Scott Baker, Nicholas Bloom, and Steven Davis, 2016
The field of natural language processing has exploded in recent years as researchers constantly try to one-up each other by inching closer to perfect performance with increasingly complex neural architectures. In the meantime, Baker, Bloom, and Davis have constructed a highly impactful measure of economic policy uncertainty (EPU) using a basic keyword search.
The index is so simple: Just count up the number of “articles in 10 leading U.S. newspapers that contain the following trio of terms: ‘economic’ or ‘economy’; ‘uncertain’ or ‘uncertainty’; and one or more of ‘Congress,’ ‘deficit,’ ‘Federal Reserve,’ ‘legislation,’ ‘regulation,’ or ‘White House.’” (p.1594). That’s it. That’s the index1.

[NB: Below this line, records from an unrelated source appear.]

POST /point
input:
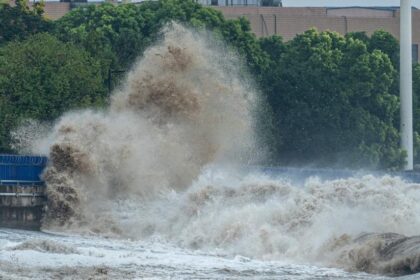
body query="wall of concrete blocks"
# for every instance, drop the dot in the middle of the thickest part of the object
(288, 22)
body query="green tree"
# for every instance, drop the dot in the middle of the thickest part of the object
(20, 22)
(333, 102)
(117, 35)
(41, 78)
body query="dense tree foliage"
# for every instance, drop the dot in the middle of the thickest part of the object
(118, 34)
(41, 78)
(19, 22)
(330, 99)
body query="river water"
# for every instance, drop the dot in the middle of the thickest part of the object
(158, 185)
(41, 255)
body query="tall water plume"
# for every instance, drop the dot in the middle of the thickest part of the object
(159, 162)
(182, 106)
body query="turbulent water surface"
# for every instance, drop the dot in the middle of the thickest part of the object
(167, 166)
(37, 255)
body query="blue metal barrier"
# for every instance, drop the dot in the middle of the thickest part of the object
(17, 169)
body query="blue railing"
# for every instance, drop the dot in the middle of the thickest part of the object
(21, 170)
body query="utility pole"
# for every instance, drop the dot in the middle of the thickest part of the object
(406, 82)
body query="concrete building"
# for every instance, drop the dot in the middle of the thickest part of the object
(288, 21)
(254, 3)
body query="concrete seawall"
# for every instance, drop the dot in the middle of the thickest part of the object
(21, 206)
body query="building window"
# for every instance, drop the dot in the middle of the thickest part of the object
(415, 49)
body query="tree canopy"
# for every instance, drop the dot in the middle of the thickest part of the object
(41, 78)
(329, 99)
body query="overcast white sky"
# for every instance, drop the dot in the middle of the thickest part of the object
(338, 3)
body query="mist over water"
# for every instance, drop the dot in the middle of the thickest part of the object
(162, 161)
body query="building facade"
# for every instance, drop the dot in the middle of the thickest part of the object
(289, 21)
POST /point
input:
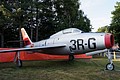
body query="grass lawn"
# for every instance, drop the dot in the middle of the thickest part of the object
(60, 70)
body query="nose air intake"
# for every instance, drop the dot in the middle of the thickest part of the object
(109, 40)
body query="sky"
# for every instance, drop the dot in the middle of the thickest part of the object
(98, 11)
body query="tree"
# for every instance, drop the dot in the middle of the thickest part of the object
(103, 29)
(41, 18)
(4, 21)
(115, 24)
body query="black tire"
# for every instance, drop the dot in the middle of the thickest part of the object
(71, 57)
(110, 66)
(19, 63)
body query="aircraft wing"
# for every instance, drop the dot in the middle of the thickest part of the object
(34, 48)
(96, 52)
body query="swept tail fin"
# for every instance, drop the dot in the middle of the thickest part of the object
(26, 38)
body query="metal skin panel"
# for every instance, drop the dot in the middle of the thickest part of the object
(68, 41)
(76, 43)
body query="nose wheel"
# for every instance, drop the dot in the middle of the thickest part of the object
(71, 57)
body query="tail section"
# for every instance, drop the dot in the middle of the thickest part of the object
(26, 38)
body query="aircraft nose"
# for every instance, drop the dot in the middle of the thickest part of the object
(109, 40)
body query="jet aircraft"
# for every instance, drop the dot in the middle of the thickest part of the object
(71, 41)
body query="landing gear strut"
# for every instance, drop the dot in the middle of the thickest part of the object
(110, 66)
(71, 57)
(17, 59)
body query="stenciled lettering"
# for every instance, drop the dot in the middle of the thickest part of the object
(79, 44)
(91, 43)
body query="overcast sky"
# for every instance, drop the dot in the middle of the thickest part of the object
(98, 11)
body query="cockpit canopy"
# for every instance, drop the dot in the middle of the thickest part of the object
(66, 31)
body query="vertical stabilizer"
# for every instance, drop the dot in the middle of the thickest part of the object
(26, 38)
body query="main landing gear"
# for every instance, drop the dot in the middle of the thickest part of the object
(110, 66)
(71, 57)
(17, 59)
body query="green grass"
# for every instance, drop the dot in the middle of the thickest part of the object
(60, 70)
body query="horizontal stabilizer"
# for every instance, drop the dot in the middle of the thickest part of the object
(33, 48)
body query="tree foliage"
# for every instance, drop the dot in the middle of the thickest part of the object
(115, 24)
(40, 18)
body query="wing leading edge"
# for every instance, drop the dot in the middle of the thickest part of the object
(33, 48)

What’s so impressive about this paper is a) the qualitative effort that went into establishing the face validity of the measure, and b) that despite its simplicity, the authors are able to demonstrate its utility in very rigorous and compelling ways. I’ll talk about each of these.

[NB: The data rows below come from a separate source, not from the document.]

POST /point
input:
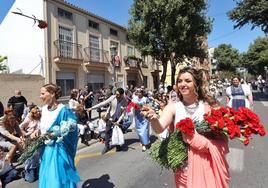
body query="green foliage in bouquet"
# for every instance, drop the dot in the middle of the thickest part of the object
(170, 153)
(31, 148)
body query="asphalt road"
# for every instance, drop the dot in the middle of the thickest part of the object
(132, 168)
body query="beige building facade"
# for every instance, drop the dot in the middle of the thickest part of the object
(84, 49)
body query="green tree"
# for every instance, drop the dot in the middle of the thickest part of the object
(227, 57)
(163, 27)
(254, 12)
(2, 58)
(257, 56)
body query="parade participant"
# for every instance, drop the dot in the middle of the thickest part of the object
(10, 135)
(206, 165)
(1, 109)
(31, 124)
(114, 114)
(239, 95)
(82, 123)
(73, 102)
(17, 102)
(142, 124)
(57, 167)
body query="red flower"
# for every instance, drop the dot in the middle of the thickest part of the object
(42, 24)
(261, 131)
(246, 141)
(186, 126)
(133, 105)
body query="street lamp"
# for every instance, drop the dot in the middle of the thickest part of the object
(266, 73)
(113, 49)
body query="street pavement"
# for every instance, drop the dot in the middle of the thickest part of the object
(132, 168)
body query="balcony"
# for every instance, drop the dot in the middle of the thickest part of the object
(95, 57)
(132, 63)
(68, 52)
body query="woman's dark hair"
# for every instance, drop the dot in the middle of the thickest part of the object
(9, 117)
(238, 77)
(73, 94)
(53, 89)
(120, 90)
(198, 82)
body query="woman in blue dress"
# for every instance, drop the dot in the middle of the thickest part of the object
(57, 167)
(142, 124)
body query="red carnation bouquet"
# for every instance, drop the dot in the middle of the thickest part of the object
(133, 105)
(171, 153)
(241, 124)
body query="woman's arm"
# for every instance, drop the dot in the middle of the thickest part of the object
(167, 117)
(24, 126)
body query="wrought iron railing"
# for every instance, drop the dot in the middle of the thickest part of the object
(96, 55)
(68, 49)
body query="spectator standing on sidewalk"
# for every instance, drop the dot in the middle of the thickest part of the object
(1, 109)
(142, 124)
(17, 103)
(239, 95)
(114, 113)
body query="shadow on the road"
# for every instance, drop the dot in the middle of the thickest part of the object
(128, 142)
(101, 182)
(258, 96)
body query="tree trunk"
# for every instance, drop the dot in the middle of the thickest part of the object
(164, 64)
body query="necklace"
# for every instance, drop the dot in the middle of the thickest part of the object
(53, 107)
(190, 109)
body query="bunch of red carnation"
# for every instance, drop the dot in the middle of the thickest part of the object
(241, 124)
(133, 105)
(42, 24)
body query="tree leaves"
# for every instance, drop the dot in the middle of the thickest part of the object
(160, 27)
(254, 12)
(227, 57)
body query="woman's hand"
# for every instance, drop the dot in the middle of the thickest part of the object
(149, 113)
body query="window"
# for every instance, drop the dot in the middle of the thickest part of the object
(93, 24)
(130, 51)
(113, 48)
(65, 14)
(127, 38)
(66, 39)
(145, 81)
(95, 81)
(94, 47)
(66, 81)
(113, 32)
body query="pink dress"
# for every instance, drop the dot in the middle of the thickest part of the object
(207, 166)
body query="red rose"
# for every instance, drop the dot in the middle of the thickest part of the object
(261, 131)
(186, 126)
(249, 114)
(221, 124)
(246, 141)
(233, 131)
(42, 24)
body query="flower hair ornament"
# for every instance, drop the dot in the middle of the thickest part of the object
(41, 23)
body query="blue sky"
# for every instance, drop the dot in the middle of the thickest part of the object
(118, 12)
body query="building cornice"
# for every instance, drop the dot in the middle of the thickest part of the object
(78, 9)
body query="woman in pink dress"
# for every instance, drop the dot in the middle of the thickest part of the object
(207, 166)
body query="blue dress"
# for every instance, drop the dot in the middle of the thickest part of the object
(57, 167)
(238, 97)
(142, 124)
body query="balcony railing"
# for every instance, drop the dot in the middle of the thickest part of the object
(95, 55)
(68, 50)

The authors document and the incredibly labor-intensive coding procedure they used to narrow in on their list of keywords. The process involves multiple rounds of audits by dozens of research assistants and a 65-page guidebook. Through auditing, they labeled a sizeable number of documents and narrowed in on a set of candidate keywords. Then, they constructed indices from every possible combination of keywords in their list and tested which permutation most closely match the hand-labeling of documents. The best-fitting set of keywords matches up with the hand-labeled index like this:
Obviously a strong correlation. They also include appendices that show the effect of dropping any single keyword from the list is minimal. All in all, this is a model of rigorous text-based measure construction. And amazingly it doesn’t involve any fancy NLP techniques at all.

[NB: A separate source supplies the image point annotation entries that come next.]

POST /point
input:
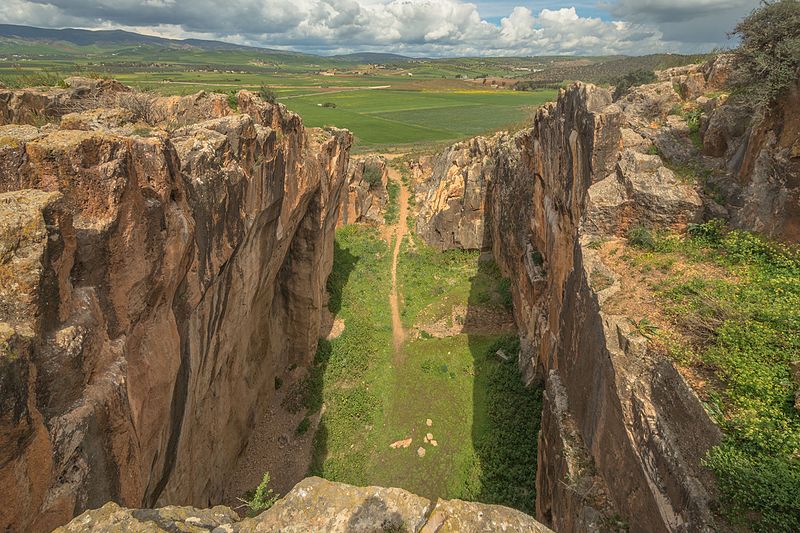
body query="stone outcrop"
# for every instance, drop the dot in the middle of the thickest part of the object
(319, 505)
(616, 406)
(761, 162)
(754, 154)
(154, 280)
(585, 172)
(367, 197)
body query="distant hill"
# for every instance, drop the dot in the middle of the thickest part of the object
(119, 37)
(373, 57)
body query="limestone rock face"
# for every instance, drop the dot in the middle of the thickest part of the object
(32, 106)
(152, 286)
(319, 505)
(583, 171)
(452, 193)
(641, 191)
(764, 170)
(366, 197)
(605, 391)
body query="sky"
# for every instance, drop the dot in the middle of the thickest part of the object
(433, 28)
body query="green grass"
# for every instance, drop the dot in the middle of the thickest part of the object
(484, 419)
(432, 282)
(745, 329)
(391, 117)
(351, 373)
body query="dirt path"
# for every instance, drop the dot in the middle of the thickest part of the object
(400, 230)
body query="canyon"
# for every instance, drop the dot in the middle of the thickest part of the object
(157, 279)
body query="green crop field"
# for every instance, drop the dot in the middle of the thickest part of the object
(421, 103)
(388, 117)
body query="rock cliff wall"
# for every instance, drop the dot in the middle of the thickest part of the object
(154, 282)
(318, 505)
(366, 197)
(584, 172)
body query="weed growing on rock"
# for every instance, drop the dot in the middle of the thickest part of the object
(261, 499)
(392, 213)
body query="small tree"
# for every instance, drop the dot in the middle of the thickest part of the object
(263, 498)
(768, 58)
(267, 94)
(372, 174)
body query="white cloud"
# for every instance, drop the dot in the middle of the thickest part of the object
(424, 27)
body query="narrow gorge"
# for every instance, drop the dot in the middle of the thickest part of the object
(499, 329)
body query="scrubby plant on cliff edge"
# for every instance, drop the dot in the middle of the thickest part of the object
(739, 310)
(262, 499)
(769, 53)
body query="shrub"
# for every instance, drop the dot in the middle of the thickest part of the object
(372, 174)
(632, 79)
(769, 53)
(143, 106)
(303, 426)
(641, 237)
(262, 499)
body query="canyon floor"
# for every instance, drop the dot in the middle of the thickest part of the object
(424, 344)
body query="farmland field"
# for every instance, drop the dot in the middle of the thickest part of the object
(389, 117)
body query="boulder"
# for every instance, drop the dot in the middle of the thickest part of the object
(315, 504)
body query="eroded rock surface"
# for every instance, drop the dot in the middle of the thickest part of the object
(366, 198)
(451, 193)
(319, 505)
(155, 280)
(588, 170)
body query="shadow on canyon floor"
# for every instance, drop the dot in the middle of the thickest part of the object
(458, 370)
(344, 263)
(505, 413)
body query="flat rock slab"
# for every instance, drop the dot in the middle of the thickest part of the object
(316, 504)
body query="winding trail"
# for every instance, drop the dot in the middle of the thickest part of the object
(400, 230)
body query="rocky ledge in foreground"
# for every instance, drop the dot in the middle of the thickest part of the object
(318, 505)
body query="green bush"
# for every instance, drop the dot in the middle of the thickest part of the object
(392, 213)
(303, 426)
(267, 94)
(262, 498)
(372, 174)
(748, 332)
(641, 237)
(632, 79)
(769, 53)
(233, 102)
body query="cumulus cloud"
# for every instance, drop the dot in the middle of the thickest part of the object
(422, 27)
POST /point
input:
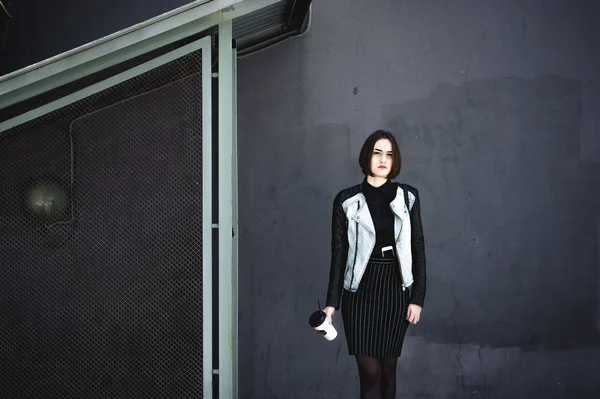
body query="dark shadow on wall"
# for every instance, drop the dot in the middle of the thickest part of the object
(510, 212)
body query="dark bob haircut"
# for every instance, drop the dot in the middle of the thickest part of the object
(366, 153)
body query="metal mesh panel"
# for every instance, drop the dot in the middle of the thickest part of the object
(103, 298)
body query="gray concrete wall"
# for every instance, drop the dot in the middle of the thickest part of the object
(495, 108)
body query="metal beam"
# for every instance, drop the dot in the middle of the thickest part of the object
(298, 14)
(225, 165)
(121, 46)
(207, 250)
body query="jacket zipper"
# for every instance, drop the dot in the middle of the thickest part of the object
(400, 267)
(355, 247)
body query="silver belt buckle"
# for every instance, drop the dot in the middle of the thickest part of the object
(386, 249)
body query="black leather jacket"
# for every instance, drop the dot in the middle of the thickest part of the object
(339, 247)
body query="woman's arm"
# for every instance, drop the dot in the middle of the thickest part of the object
(418, 252)
(339, 253)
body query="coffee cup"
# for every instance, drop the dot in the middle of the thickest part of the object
(318, 321)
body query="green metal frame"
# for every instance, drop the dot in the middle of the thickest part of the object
(227, 268)
(205, 46)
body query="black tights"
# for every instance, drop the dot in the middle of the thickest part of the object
(377, 377)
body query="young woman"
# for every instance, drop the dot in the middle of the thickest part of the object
(377, 265)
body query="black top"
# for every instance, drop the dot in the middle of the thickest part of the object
(378, 201)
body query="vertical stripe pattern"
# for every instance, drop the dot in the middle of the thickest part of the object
(375, 315)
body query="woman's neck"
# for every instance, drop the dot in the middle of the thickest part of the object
(376, 181)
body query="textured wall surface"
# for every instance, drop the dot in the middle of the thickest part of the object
(494, 105)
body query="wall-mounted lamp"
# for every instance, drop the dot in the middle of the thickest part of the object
(46, 199)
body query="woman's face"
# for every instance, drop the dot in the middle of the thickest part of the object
(381, 162)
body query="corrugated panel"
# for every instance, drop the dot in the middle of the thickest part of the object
(265, 18)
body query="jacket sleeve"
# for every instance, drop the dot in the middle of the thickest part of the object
(339, 253)
(418, 253)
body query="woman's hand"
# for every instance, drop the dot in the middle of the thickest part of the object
(329, 311)
(414, 313)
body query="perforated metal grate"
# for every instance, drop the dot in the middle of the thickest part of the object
(102, 297)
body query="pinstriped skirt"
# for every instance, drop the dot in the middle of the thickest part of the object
(375, 315)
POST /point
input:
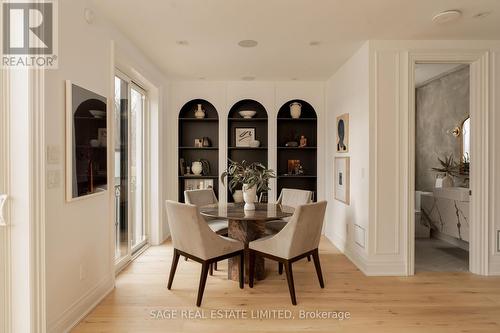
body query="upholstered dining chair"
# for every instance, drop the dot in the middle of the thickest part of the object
(192, 238)
(300, 237)
(202, 198)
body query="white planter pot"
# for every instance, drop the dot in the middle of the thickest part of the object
(249, 195)
(238, 196)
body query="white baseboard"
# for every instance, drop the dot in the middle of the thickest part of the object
(79, 309)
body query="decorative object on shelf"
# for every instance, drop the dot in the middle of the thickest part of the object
(254, 179)
(295, 110)
(448, 169)
(247, 114)
(244, 136)
(206, 142)
(342, 179)
(238, 196)
(86, 118)
(343, 133)
(182, 167)
(198, 184)
(263, 197)
(199, 113)
(197, 168)
(255, 143)
(303, 141)
(198, 143)
(102, 136)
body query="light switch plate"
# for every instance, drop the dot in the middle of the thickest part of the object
(53, 154)
(53, 179)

The authors also do an incredible job of demonstrating that the index has practical applications and fits within existing economic frameworks as expected. They cover the basics of establishing convergent validity by showing that the EPU index correlates with other measures of uncertainty. They do this first using a measure of option price volatility. They also use the frequency of the word “uncertain” in the ‘Beige Book’, which is a 15,000 word document released eight times a year by the Federal Open Market Committee and summarizes the concerns expressed by businesses to the major Federal Reserve Banks across the U.S. They also do a similar analysis of firms’ 10-K filings (which are basically annual reports that include more financial details).
But they don’t stop there! Going even further, the authors note that firms should differ in their exposure to policy uncertainty depending how much of their revenues come from government contracts. This motivates a validation exercise using firm-level data in a shift-share type setup. They use private and public data on Federal contracts to measure industry-level exposure policy uncertainty as the share of industry revenue that comes from government contracts2.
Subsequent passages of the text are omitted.